All about making whisky
Founded in 1823, Mortlach is allegedly built on the site of a former illicit distillery. It was one of the rare distilleries allowed to produce alcohol during the second world war, right up until 1944. Using partial triple distillation and a traditional “worm tube” condensation system – also used by Talisker and Edradour – Mortlach produces a very delicate distillate. As is the case with many of the distilleries owned by the Diageo group, very few official bottlings of the malt exist outside of the Flora & Fauna and Rare Malts ranges released in the 1990s.
At the head of this independent merchant, Fabio Rossi continues the long tradition of Italian whisky bottling. His bottlings mainly concern malt whiskies from the isle of Islay, and are characterised by their sherry cask finishings.
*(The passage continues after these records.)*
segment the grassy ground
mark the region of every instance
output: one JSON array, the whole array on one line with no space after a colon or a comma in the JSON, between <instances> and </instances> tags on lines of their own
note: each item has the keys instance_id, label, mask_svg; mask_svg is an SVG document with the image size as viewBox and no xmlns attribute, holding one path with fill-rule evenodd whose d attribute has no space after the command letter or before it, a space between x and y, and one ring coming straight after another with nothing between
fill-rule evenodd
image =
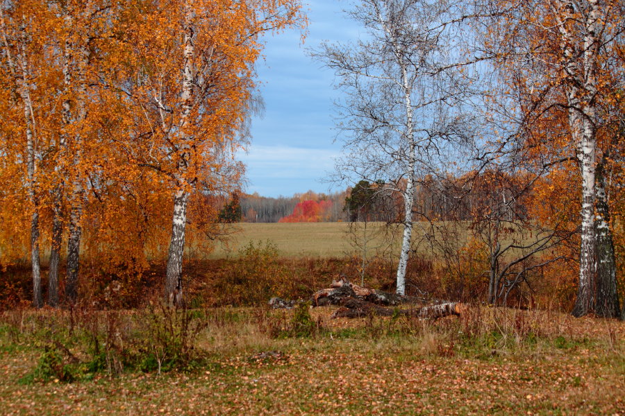
<instances>
[{"instance_id":1,"label":"grassy ground","mask_svg":"<svg viewBox=\"0 0 625 416\"><path fill-rule=\"evenodd\" d=\"M331 311L312 310L314 324L302 338L288 331L292 312L214 309L199 318L208 326L186 370L102 371L73 383L29 376L40 360L42 327L51 319L62 327L67 317L5 315L0 413L625 413L625 323L493 309L435 322L331 320ZM70 349L86 359L79 344Z\"/></svg>"},{"instance_id":2,"label":"grassy ground","mask_svg":"<svg viewBox=\"0 0 625 416\"><path fill-rule=\"evenodd\" d=\"M440 223L437 223L440 225ZM462 239L466 238L465 225L453 224L461 229ZM384 245L384 238L387 235L381 232L385 227L384 223L369 223L369 236L373 237L368 242L372 248ZM350 243L348 233L349 224L347 223L242 223L236 225L238 232L235 233L228 247L218 246L211 254L211 258L220 259L227 256L236 255L241 248L251 242L269 241L275 244L281 255L287 257L340 257L346 254L353 253L355 248ZM412 240L415 245L421 238L431 232L429 224L417 223L413 231ZM362 231L358 231L362 239ZM440 233L438 233L440 234ZM399 250L401 243L401 230L397 225L389 229L391 245ZM425 244L419 245L421 252L428 252L428 247Z\"/></svg>"},{"instance_id":3,"label":"grassy ground","mask_svg":"<svg viewBox=\"0 0 625 416\"><path fill-rule=\"evenodd\" d=\"M237 227L240 231L233 236L231 246L217 247L211 257L235 255L251 242L267 240L286 257L340 257L351 250L346 223L242 223Z\"/></svg>"}]
</instances>

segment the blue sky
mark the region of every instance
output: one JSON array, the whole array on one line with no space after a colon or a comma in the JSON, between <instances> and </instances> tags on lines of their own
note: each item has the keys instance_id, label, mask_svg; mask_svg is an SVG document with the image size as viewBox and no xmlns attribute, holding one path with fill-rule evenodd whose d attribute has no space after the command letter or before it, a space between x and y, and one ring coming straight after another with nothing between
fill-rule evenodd
<instances>
[{"instance_id":1,"label":"blue sky","mask_svg":"<svg viewBox=\"0 0 625 416\"><path fill-rule=\"evenodd\" d=\"M342 12L347 1L310 1L308 34L301 44L299 31L267 39L265 59L258 65L265 114L251 126L252 141L240 158L247 165L247 191L265 196L290 196L312 189L327 192L322 180L340 153L333 119L333 71L312 60L307 48L323 40L348 41L358 28Z\"/></svg>"}]
</instances>

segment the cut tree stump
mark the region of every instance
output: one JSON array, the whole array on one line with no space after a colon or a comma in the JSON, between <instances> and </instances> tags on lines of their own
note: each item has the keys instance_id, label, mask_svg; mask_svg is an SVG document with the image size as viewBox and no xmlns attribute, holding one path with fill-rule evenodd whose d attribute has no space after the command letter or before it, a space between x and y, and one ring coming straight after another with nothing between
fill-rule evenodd
<instances>
[{"instance_id":1,"label":"cut tree stump","mask_svg":"<svg viewBox=\"0 0 625 416\"><path fill-rule=\"evenodd\" d=\"M415 309L397 309L380 306L375 304L358 299L345 302L344 306L332 314L332 318L362 318L369 315L393 316L401 315L422 319L438 319L450 315L460 315L466 311L467 306L460 302L447 302L438 305L424 306Z\"/></svg>"},{"instance_id":2,"label":"cut tree stump","mask_svg":"<svg viewBox=\"0 0 625 416\"><path fill-rule=\"evenodd\" d=\"M357 299L376 305L396 306L402 304L425 304L422 297L404 296L389 293L376 289L369 289L349 282L345 279L335 280L326 289L318 291L310 298L313 306L326 305L342 305L348 300Z\"/></svg>"}]
</instances>

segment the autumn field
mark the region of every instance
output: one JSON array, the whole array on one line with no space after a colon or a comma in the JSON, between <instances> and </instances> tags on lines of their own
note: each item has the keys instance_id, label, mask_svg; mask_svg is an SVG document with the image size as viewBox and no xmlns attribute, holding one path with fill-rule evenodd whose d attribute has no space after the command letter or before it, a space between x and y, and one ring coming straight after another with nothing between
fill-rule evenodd
<instances>
[{"instance_id":1,"label":"autumn field","mask_svg":"<svg viewBox=\"0 0 625 416\"><path fill-rule=\"evenodd\" d=\"M444 224L435 223L434 225L441 227ZM462 237L460 243L466 240L468 224L449 223L448 226L460 230ZM424 235L432 232L431 227L428 223L415 223L413 234L415 246ZM381 247L385 245L385 241L388 241L393 252L399 250L401 229L397 225L392 225L387 229L385 223L372 222L367 224L367 227L369 235L373 236L368 242L370 248ZM240 248L258 241L271 242L280 254L285 257L340 257L358 250L350 243L348 223L240 223L235 226L235 230L227 244L215 247L211 258L237 256ZM357 232L362 234L362 228ZM440 232L435 232L435 235L440 238ZM427 245L419 245L417 252L427 254Z\"/></svg>"},{"instance_id":2,"label":"autumn field","mask_svg":"<svg viewBox=\"0 0 625 416\"><path fill-rule=\"evenodd\" d=\"M333 310L194 311L186 331L169 334L158 309L5 313L0 413L625 412L622 322L479 307L435 322L350 320Z\"/></svg>"}]
</instances>

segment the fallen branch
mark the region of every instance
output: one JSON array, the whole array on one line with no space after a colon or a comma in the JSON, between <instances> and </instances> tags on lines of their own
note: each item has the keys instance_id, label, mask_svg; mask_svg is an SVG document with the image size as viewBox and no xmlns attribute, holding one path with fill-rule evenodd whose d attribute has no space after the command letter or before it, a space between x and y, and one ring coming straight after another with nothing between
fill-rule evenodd
<instances>
[{"instance_id":1,"label":"fallen branch","mask_svg":"<svg viewBox=\"0 0 625 416\"><path fill-rule=\"evenodd\" d=\"M450 315L459 315L466 311L467 306L460 302L447 302L438 305L424 306L417 309L398 309L384 308L371 302L353 299L345 302L344 306L332 314L332 318L362 318L370 315L376 316L403 315L422 319L438 319Z\"/></svg>"},{"instance_id":2,"label":"fallen branch","mask_svg":"<svg viewBox=\"0 0 625 416\"><path fill-rule=\"evenodd\" d=\"M402 304L424 304L422 297L389 293L369 289L341 279L332 282L330 287L316 292L310 298L313 306L342 305L351 299L358 299L377 305L396 306Z\"/></svg>"}]
</instances>

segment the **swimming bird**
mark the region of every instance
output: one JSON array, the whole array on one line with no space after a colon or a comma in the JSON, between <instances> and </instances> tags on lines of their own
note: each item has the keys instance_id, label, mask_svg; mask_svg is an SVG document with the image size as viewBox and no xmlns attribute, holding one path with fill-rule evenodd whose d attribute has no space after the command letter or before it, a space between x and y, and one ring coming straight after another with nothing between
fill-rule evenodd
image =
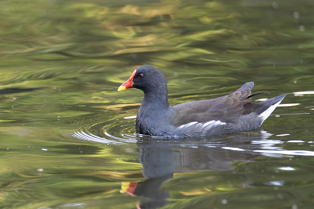
<instances>
[{"instance_id":1,"label":"swimming bird","mask_svg":"<svg viewBox=\"0 0 314 209\"><path fill-rule=\"evenodd\" d=\"M169 106L167 81L154 67L136 69L118 91L135 88L144 92L136 117L138 133L165 138L210 136L256 128L260 126L286 95L259 103L252 97L253 82L228 94L212 99Z\"/></svg>"}]
</instances>

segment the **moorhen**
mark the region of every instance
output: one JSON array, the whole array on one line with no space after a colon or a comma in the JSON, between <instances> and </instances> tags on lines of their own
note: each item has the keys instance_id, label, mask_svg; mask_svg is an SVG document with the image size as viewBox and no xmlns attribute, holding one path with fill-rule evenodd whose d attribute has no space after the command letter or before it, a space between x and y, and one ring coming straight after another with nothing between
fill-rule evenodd
<instances>
[{"instance_id":1,"label":"moorhen","mask_svg":"<svg viewBox=\"0 0 314 209\"><path fill-rule=\"evenodd\" d=\"M153 66L136 69L118 91L133 87L144 92L136 117L138 133L176 138L209 136L234 133L260 126L286 94L257 103L251 94L252 82L228 95L212 99L192 101L169 106L167 80Z\"/></svg>"}]
</instances>

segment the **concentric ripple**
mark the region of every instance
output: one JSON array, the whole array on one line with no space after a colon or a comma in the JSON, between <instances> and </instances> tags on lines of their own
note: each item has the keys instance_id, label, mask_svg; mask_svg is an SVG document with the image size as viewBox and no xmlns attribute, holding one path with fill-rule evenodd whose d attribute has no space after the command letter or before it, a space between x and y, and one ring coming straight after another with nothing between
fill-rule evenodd
<instances>
[{"instance_id":1,"label":"concentric ripple","mask_svg":"<svg viewBox=\"0 0 314 209\"><path fill-rule=\"evenodd\" d=\"M92 119L85 118L80 123L80 129L74 132L72 135L83 140L107 144L125 144L138 141L133 118L113 118L103 122L95 121L95 118L100 121L103 119L97 116Z\"/></svg>"}]
</instances>

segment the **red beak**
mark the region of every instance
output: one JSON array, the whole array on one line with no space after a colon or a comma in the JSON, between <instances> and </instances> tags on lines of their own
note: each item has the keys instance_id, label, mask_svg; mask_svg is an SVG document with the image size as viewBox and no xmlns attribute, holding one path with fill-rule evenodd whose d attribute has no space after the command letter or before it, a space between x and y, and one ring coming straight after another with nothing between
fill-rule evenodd
<instances>
[{"instance_id":1,"label":"red beak","mask_svg":"<svg viewBox=\"0 0 314 209\"><path fill-rule=\"evenodd\" d=\"M135 69L133 71L133 72L132 73L132 75L131 75L131 76L130 77L130 78L127 79L127 81L122 83L122 85L120 86L120 87L119 87L119 88L118 89L118 91L120 91L123 90L125 90L127 89L129 89L130 88L132 88L133 85L133 77L134 77L134 76L135 75L136 73L136 69Z\"/></svg>"}]
</instances>

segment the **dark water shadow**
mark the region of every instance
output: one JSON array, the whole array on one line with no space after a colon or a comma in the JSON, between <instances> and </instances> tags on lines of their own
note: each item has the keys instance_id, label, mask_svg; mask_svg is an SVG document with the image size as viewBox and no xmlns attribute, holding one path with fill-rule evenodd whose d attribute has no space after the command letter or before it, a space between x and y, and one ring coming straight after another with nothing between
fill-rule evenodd
<instances>
[{"instance_id":1,"label":"dark water shadow","mask_svg":"<svg viewBox=\"0 0 314 209\"><path fill-rule=\"evenodd\" d=\"M173 178L174 173L233 170L235 167L232 165L233 163L252 161L257 157L264 155L252 151L263 149L265 144L269 146L271 141L267 138L271 135L256 130L210 139L161 141L150 138L139 141L138 160L143 166L143 175L147 180L123 182L120 192L140 197L138 208L161 207L170 203L170 195L166 190L161 189L162 185ZM252 143L263 141L266 143ZM273 156L282 156L277 154Z\"/></svg>"}]
</instances>

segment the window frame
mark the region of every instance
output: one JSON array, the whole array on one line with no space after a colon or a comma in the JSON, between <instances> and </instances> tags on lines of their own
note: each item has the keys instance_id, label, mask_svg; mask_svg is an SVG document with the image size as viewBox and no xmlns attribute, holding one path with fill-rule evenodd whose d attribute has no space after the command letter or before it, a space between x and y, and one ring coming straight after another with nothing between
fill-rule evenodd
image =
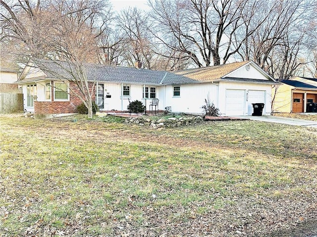
<instances>
[{"instance_id":1,"label":"window frame","mask_svg":"<svg viewBox=\"0 0 317 237\"><path fill-rule=\"evenodd\" d=\"M145 93L144 92L145 88ZM157 98L156 96L157 96L157 87L156 87L143 86L142 87L142 98L143 99L154 99L155 98Z\"/></svg>"},{"instance_id":2,"label":"window frame","mask_svg":"<svg viewBox=\"0 0 317 237\"><path fill-rule=\"evenodd\" d=\"M178 90L175 90L175 88L178 88ZM175 92L178 92L178 94L175 95ZM173 97L180 97L180 85L173 86Z\"/></svg>"},{"instance_id":3,"label":"window frame","mask_svg":"<svg viewBox=\"0 0 317 237\"><path fill-rule=\"evenodd\" d=\"M56 89L58 89L56 88L56 84L64 84L66 85L67 91L64 91L63 90L57 90L57 92L64 92L67 94L67 98L65 99L56 99ZM67 82L65 82L64 81L54 81L54 101L69 101L69 84Z\"/></svg>"}]
</instances>

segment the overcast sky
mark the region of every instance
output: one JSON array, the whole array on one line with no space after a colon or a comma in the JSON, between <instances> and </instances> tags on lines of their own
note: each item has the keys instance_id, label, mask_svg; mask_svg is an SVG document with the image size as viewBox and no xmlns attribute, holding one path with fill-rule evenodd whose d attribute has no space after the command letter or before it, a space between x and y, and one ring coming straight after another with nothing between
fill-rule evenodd
<instances>
[{"instance_id":1,"label":"overcast sky","mask_svg":"<svg viewBox=\"0 0 317 237\"><path fill-rule=\"evenodd\" d=\"M146 9L148 7L147 0L110 0L110 2L113 6L113 10L115 11L120 11L129 6L136 6L140 9Z\"/></svg>"}]
</instances>

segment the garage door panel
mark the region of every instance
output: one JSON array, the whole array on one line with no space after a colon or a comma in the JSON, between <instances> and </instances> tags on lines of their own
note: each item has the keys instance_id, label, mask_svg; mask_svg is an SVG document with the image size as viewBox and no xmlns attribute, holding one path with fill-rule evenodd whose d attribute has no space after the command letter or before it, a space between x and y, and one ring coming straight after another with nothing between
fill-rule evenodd
<instances>
[{"instance_id":1,"label":"garage door panel","mask_svg":"<svg viewBox=\"0 0 317 237\"><path fill-rule=\"evenodd\" d=\"M226 91L226 116L244 115L245 102L245 90L227 89Z\"/></svg>"},{"instance_id":2,"label":"garage door panel","mask_svg":"<svg viewBox=\"0 0 317 237\"><path fill-rule=\"evenodd\" d=\"M265 91L252 90L249 91L248 96L248 115L252 115L253 113L252 104L256 103L263 103L264 107L263 108L263 113L265 114Z\"/></svg>"}]
</instances>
The whiskies in the Barrel Selection Cask Strength range are, as the name suggests, bottled straight from the cask, with no dilution, filtration or addition of caramel. Single malts at cask strength are not recommended as an introduction to whisky, they are more for the seasoned enthusiast in search of authenticity. When the selected casks are large (for example sherry butts contain around 500 bottles), the whisky is bottled as a single cask; when they are small, a small blend – always of a single malt – is made from several different casks that are of a very similar character and bottled as a ‘small batch’.